Recontro em Mofatra
«(…) Ainda em baixo, existia uma dependência exígua, paredes-meias
com outro diminuto espaço, que servia de quarto a Fernando, com uma cama
coberta de roupa safada, um caixote velho e um armário antigo mas soberbo. Ao
lado do balcão, elevava-se uma escada em madeira, com um corrimão apoiado em
robustos balaústres, que levava ao piso superior. Os quartos dispunham-se ao
redor de um corredor irregular. À porta de cada um, apoiados em suportes de
ferro, dois cotos de velas iluminavam o exíguo espaço de entrada. Um dos
quartos, ao fundo, uma pequena jóia de esmero, pertencia a Gilda, filha de
Fernando.
A estalagem já tivera a sua época de ouro, quando Beatriz Teles,
mulher do estalajadeiro, havia tomado a iniciativa de transformar a grande loja
de comércio dos progenitores do marido. Abrira todo o espaço térreo e dividira
o piso superior em quartos, na ideia de os ocupar com os viajantes que
passariam por Mofatra, assim que a antiga ponte romana fosse recuperada.
A iniciativa florescera rapidamente e a estalagem chegou a dispor de rica
decoração e de bons materiais. Todavia, durante uma incursão árabe na região,
chefiada por galegos, Beatriz havia desaparecido. A partir dessa altura,
Fernando viu-se sozinho, com Gilda ainda criança. Só após alguns anos, a
pequena conseguiu, a pouco e pouco, começou a ajudar o pai e a recuperar
lentamente o anterior aspecto da casa e o prestígio que havia granjeado.

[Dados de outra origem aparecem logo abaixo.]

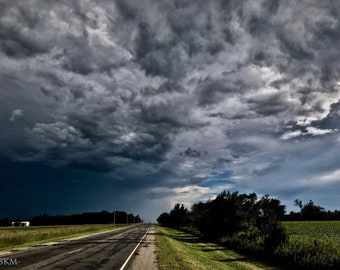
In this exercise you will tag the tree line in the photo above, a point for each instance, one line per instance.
(103, 217)
(310, 211)
(241, 219)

Para tanto, o contributo dos Maia tinha sido decisivo nessa
altura, quando eles detinham, tal como agora, soberania sobre um vasto
território, que incluía a povoação de Mofatra. Com um sorriso simpático e face
trigueira, onde pontuavam olhos amendoados entre longas melenas, Gilda herdara
a perseverança, o denodo e a teimosia da mãe, a afirmação e a prudência do pai.
Habituara-se às constantes mudanças na estalagem, um local de passagem para
mercadores, aventureiros e refugiados das terras a sul do Douro. Todavia, ficara
decepcionada com os contactos súbitos. Por tal, impusera-se limites rígidos de
convivência com os forasteiros. Contudo, guardava espaços de afecto no coração,
na esperança de que alguém os invadisse.
Gilda dividia-se, agora, em tarefas de copa, de serviço às
mesas e de arrumo dos quartos. Lentamente, mas com rigor, a estalagem ia melhorando
as condições para albergar os clientes que, cada vez mais, preferiam aquele
refúgio, situado numa zona inóspita da margem direita do Douro. Nesta noite, a
rapariga não tinha mãos a medir. A sala da estalagem acolhia uma multidão que,
entre dentadas em galináceos e um roer de milho, vasos de vinho e cerveja,
glosava as últimas novas provenientes do sul. Ainda se comentava as
movimentações na região de Coimbra, quando já constava que os mouros se
mobilizavam novamente, concentrando em Alcácer um grande número de cavaleiros
vindos de Mértola e de Silves.
Na sala, o burburinho era
tremendo. De tal ordem que, praticamente ninguém descortinou a presença de
cinco indivíduos sujos e maltratados, sentados à volta de uma mesa no canto da
sala. Antes, haviam agarrado um jarro de vinho e servindo-se de pão, que
trincavam como se não comessem há muito. Em surdina, e num vocabulário que confundia
o berbere com a língua nativa, encharcaram-se em impropérios sobre uma figura
enigmática, assaz demoníaca, cuja existência atribuíam ao Inferno. Mostravam um
nervosismo de temor, olhando em redor como os estranhos em terra alheia que
eram. Infame sorte ou insano prodígio do qual fomos testemunhas, disse um, ferido
do pescoço ao ombro.- Enfrentámos o demónio em pessoa, acrescentou. Sorte a
nossa que tal espírito se desvanecesse, balbuciou outro, não menos molestado na
carantonha, ainda a pingar sangue. Mísera campanha a nossa, sem jorna nem
deleite, acrescentou ainda outro, entre os poucos dentes que ainda mostrava». In
Carlos Cordeiro, O Livro de Cale, O Monge Negro, 1060-1089, Publicações
Europa-América 2010, ISBN 978-972-1-06140-8.